I organized my digital files and transferred recordings of interviews from my iPhone to my Macbook. 

Keeping my research goals in mind, I re-listened to each interview twice, carefully extracting exact quotes, behaviors/attitudes, needs/goals, and frustrations onto Post-Its.

Since the problem I’m tackling is related to a pretty big choice that occurs during the last year of high school (typically), I was initially compelled to organize my insights based on events on a timeline. 

Top Row: Expectations (Attitudes/Behaviors), People, Resources
Bottom Row: Decision Time, Decision-to-Enrollment, Relative Inconsistencies

My affinity map clusters were ultimately best organized into the following topics— people, actions, times, places, and motivations.

Each interviewee answered my questions with details about who, what, when, where, why, and how they made their college decision. These ended up being approximately the topics subheadings for my clusters because they help me to keep tell the user’s story—  exactly what I’m trying to do as a UX designer in the first place. 

The affinity mapping process generated valuable insights related to each of my four research goals.

Empathize with students: 

Students are lost when they’re selecting a college. They’re scared and confused. They’re not sure of their choice once they’ve made it. I will need to develop a resource that’s approachable and trustworthy because students tend to be more skeptical than I previously thought. They unpredictably encounter different resources at varying stages of the selection process. Above all, students want to be at the center of their process and feel unique and appreciated. 

Understand memorable aspects of the process: 

Users need something to unify their otherwise disconnected journey from visiting one college to the next. It might be wise for an application to seek to unify disparate and seemingly unrelated aspects of the selection process. Users most clearly romanticized the time between the selection of a college and fall enrollment. Ultimately, the most valuable insight generated in this area is that prospective college students often make decisions and then worry about the details later, likely a contributing factor to the problem of regret. 

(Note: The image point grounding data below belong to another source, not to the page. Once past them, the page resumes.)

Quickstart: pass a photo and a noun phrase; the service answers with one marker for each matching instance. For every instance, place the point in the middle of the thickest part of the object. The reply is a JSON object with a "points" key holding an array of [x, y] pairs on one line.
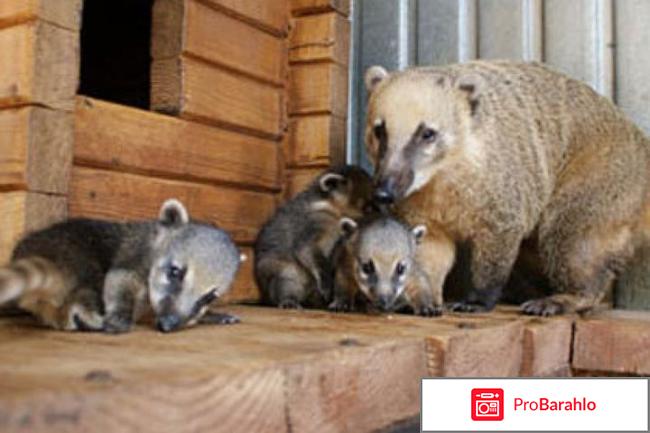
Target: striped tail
{"points": [[28, 275]]}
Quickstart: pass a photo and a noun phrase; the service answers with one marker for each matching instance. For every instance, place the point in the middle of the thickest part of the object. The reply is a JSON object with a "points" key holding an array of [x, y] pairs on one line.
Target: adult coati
{"points": [[490, 153]]}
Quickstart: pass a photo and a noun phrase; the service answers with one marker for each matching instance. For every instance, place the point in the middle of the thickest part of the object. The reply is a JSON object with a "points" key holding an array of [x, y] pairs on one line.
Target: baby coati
{"points": [[378, 260], [293, 266], [90, 275]]}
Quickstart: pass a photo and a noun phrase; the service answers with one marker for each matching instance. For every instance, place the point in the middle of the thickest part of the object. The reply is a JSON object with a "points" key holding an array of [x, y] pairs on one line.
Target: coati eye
{"points": [[368, 267], [429, 134], [379, 129], [175, 273]]}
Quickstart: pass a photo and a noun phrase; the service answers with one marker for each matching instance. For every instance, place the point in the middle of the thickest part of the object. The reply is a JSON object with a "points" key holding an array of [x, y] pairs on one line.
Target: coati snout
{"points": [[382, 252], [194, 265]]}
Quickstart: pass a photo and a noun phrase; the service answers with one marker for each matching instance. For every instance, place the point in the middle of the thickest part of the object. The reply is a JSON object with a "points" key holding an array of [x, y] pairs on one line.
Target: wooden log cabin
{"points": [[108, 108]]}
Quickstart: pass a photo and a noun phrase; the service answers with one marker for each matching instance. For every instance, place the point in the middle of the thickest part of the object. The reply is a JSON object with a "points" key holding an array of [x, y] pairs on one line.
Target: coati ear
{"points": [[348, 227], [374, 76], [173, 213], [472, 85], [330, 181], [419, 231]]}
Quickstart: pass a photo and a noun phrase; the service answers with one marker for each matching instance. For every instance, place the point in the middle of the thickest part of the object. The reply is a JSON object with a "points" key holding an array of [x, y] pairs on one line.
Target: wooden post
{"points": [[39, 53]]}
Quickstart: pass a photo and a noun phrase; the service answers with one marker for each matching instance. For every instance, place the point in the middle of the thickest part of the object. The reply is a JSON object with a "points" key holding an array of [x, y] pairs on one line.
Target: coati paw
{"points": [[339, 306], [430, 311], [289, 304], [542, 307], [116, 324], [467, 307], [220, 319]]}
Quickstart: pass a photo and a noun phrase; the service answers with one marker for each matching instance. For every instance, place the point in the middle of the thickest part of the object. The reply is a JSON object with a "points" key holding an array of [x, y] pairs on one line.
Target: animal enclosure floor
{"points": [[288, 371]]}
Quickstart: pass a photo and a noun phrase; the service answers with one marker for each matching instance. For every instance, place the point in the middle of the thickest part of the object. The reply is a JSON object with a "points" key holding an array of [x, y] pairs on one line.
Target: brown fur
{"points": [[519, 151]]}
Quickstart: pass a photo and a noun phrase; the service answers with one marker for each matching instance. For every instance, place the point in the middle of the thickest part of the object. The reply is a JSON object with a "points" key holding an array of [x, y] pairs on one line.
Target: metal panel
{"points": [[578, 40], [446, 31], [510, 29], [385, 35], [633, 60]]}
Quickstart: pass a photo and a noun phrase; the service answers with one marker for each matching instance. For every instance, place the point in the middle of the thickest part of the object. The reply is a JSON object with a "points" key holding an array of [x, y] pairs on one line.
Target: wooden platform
{"points": [[287, 371]]}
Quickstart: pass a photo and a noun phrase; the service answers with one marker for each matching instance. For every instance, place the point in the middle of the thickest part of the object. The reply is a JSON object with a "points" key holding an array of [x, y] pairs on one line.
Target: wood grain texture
{"points": [[63, 13], [35, 149], [318, 88], [272, 16], [121, 196], [23, 212], [188, 28], [323, 37], [316, 141], [546, 346], [40, 65], [306, 7], [244, 289], [276, 371], [127, 139], [298, 179], [616, 341], [200, 91]]}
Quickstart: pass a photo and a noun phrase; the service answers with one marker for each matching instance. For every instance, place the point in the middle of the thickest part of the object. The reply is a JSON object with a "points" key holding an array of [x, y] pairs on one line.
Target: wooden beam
{"points": [[615, 341], [272, 16], [547, 346], [40, 65], [188, 28], [316, 141], [318, 88], [306, 7], [127, 139], [23, 212], [121, 196], [244, 288], [200, 91], [299, 179], [35, 149], [62, 13], [324, 37]]}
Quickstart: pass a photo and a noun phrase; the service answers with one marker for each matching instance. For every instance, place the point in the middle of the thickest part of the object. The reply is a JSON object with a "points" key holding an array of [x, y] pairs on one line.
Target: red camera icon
{"points": [[487, 404]]}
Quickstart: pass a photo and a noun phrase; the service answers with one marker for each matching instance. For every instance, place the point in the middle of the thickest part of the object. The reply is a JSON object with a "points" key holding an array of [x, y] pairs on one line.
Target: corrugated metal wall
{"points": [[603, 42]]}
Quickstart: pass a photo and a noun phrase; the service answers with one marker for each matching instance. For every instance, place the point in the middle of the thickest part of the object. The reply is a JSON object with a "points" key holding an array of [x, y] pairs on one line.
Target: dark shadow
{"points": [[115, 51]]}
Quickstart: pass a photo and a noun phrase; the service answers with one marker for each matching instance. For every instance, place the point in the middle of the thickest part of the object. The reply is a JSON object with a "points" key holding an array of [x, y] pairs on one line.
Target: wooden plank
{"points": [[35, 149], [273, 16], [306, 7], [121, 196], [318, 88], [123, 138], [40, 65], [23, 212], [316, 141], [615, 341], [299, 179], [196, 90], [63, 13], [324, 37], [244, 288], [237, 45], [546, 346], [351, 396]]}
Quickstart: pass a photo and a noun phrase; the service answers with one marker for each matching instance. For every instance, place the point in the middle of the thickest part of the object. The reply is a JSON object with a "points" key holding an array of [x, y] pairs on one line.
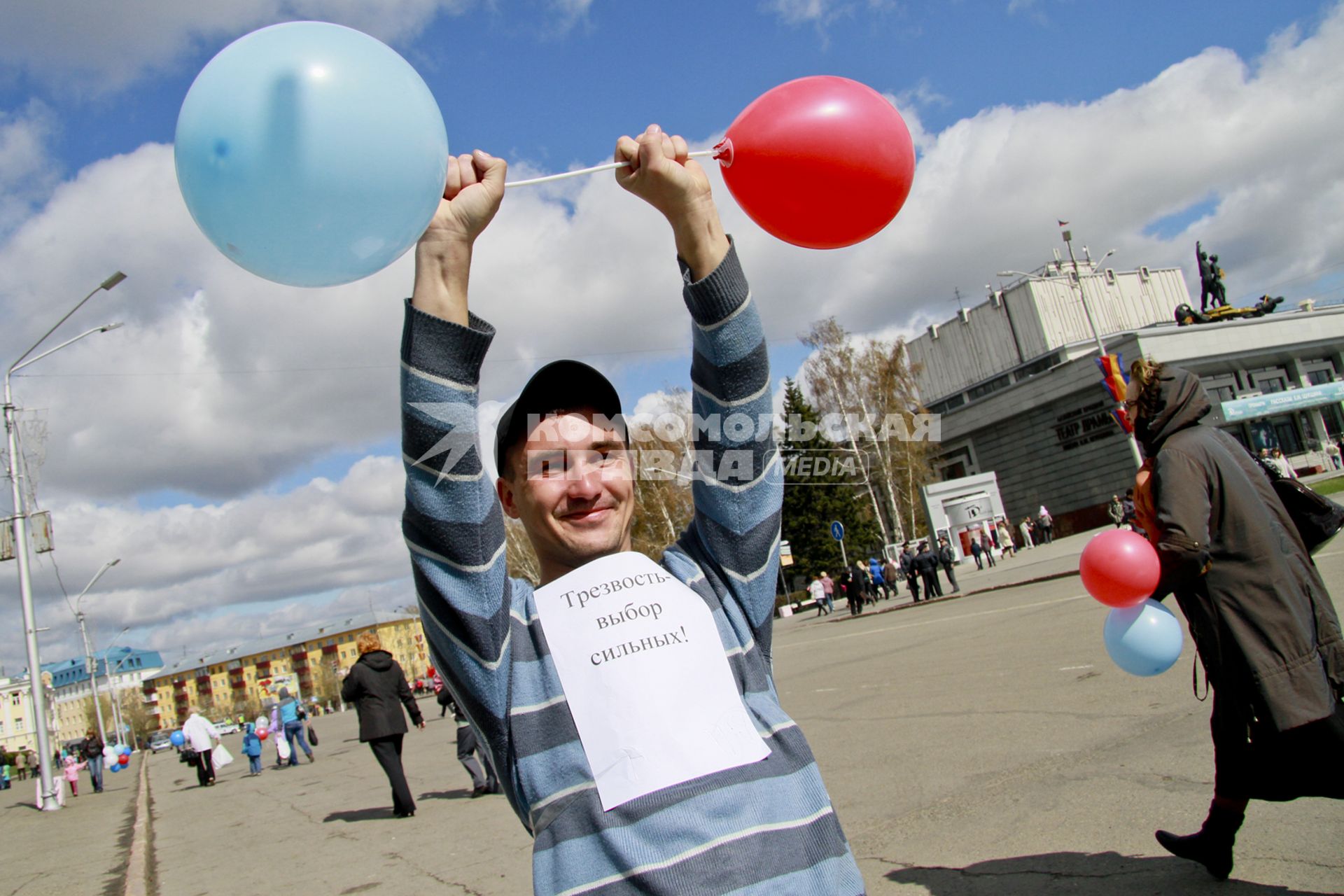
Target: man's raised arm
{"points": [[452, 524], [737, 503]]}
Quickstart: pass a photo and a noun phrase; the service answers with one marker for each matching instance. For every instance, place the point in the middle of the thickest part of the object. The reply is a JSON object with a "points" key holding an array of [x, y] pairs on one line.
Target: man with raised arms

Learn about the usage of existing data: 

I will design a product that takes a radically different approach to campus data. Thus far, my design thinking project rests on the assumptionthat data about colleges impact choice. However, existing database websites seem to be relatively unimportant in the decision-making process. When used, they cause students to narrow by major or degree program much too early in the process. Further, these users are confused by the sheer amount of college data available. The students aren’t ready to choose a major at seventeen years old. Another round of user interviews aimed at this specific research goal is necessary. I need to find out if students don’t have the rightdata or if they are mostly unconcerned with data writ large. 

Identify common elements across decisions: 

Above all else, the students that I spoke with were interested in making the right decision. They are so concerned that I believe each would have avoided making the decision entirely if that were an option. Another common element was that all users demonstrated inconsistencies in their process— they would narrow to a list of schools with a particular major, then end up not choosing that major— each had a story like this. I could also hear the students yearning for a personal connection to their prospective school. The application that I develop will need to nurture the focus on the student. My competitor analysis previously exhibited successful web-based digital products that put potential institutions at the center of the choice. As I move forward with this project, I am interested in finding ways to make the student, rather than the institution, the focal point of the choice.